I'm currently working on a practice problem for my Calculus III class:
"Evaluate the line integral along the negatively-oriented closed curve C, where C is the boundary of the triangle with vertices $(0,0)$, $(0,1)$, and $(1,0)$:" $$\oint_{c}^{}(e^{2x+y}dx) + (e^{-y}dy)$$
I know that the first order of business here is to break the integral into two (due to the addition) & find suitable parametric functions for the integrands, but I'm at a loss as to how to do that for exponentials such as these.
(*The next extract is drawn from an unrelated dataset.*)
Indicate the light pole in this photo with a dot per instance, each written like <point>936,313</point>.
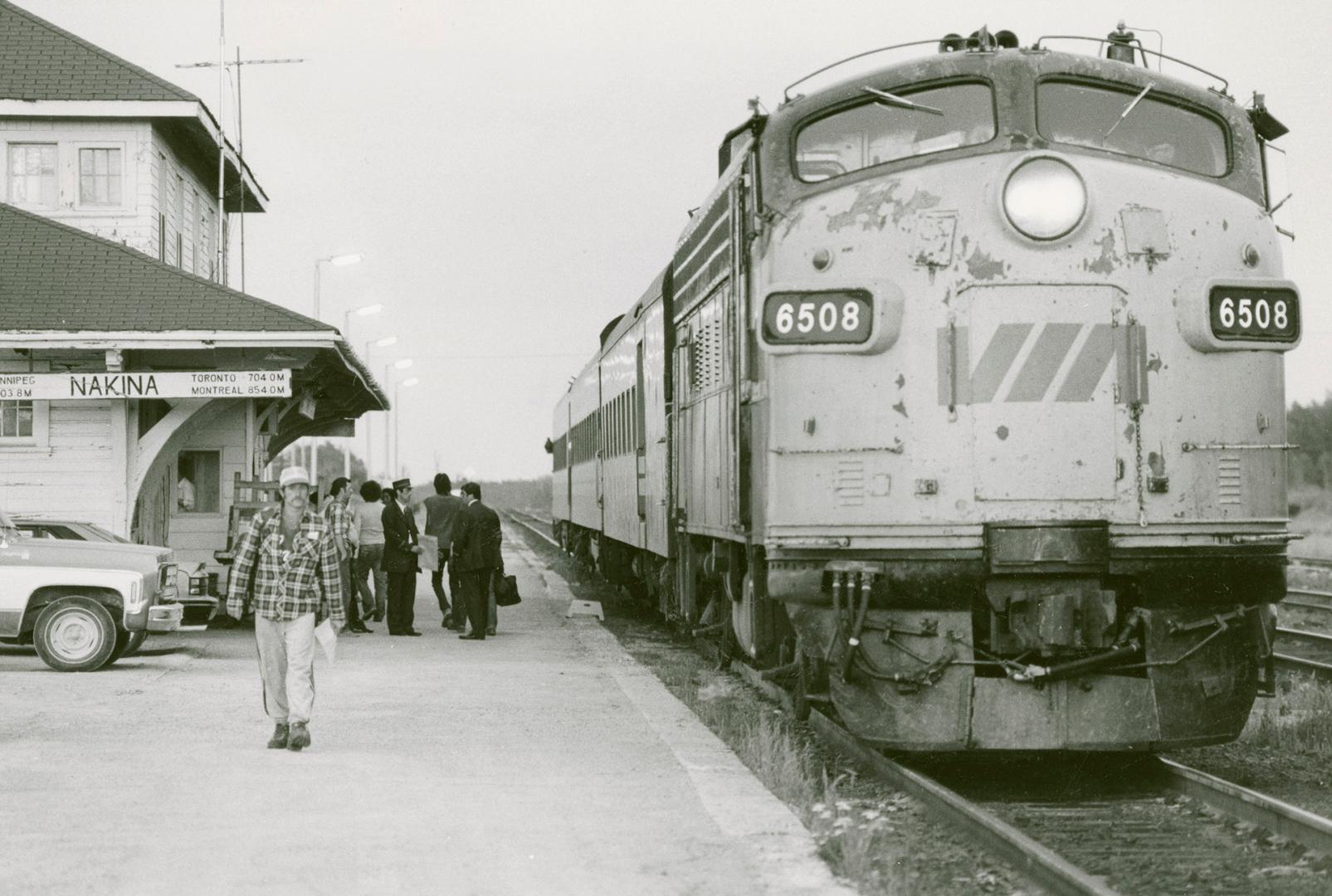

Many thanks in advance for any help you might be able to offer!
Given the orientation is negative, we must traverse the curve in a clockwise fashion when viewed from above : i.e, you must first go from $(0,0)$ to $(0,1)$ vertically upwards along $\ x = 0$, then proceed towards $(1,0)$ along $\ y + \ x = 1$ and then move left towards $(0,0)$ along $\ y = 0$
Break the curve C into three parts $\ C_1, \ C_2$ and $\ C_3$, each representing the three paths described above, respectively.
For $\ C_1$, it can be parametrized as $\ r(t) = 0 \ i + t \ j$, where 0 <= $\ t$ <= 1. Note that this implies $\ x = 0$ and $\ y = t $.
The reason for this is obvious - if you travel along the $\ y$-axis, $\ x$ remains 0 throughout, while $\ y$ is directly proportional to $\ t$.
The formula for the line integral of a given vector field $\ F$ along a given curve $\ r(t)$ is:
$$ \int \ F \cdot \ r'(t) dt $$
Notice from the given expression that $\ F = e^{2x+y} \ i + e^{-y} \ j $ which, along $\ r(t)$, further equals $\ e^{t} \ i + e^{-t} \ j$.
Now, computing the line integral, we get:
$$ I_1 = \int_0^1 (e^{t} \ i + e^{-t}\ j) \cdot ( 0 \ i + 1 \ j) dt $$
$$ = \int_0^1 e^{-t} dt = \frac{e-1}{e} $$
Similarly, $\ C_2$ can be parameterized as : $\ x(t) = t, y(t) = (1-t)$ for $\ 0 \le t \le 1$ and $\ C_3$ can be parametrized as : $\ x(t) = t, \ y(t) = 0 $ for $\ 0 \le t \le 1 $.
The rest is merely a matter of computation.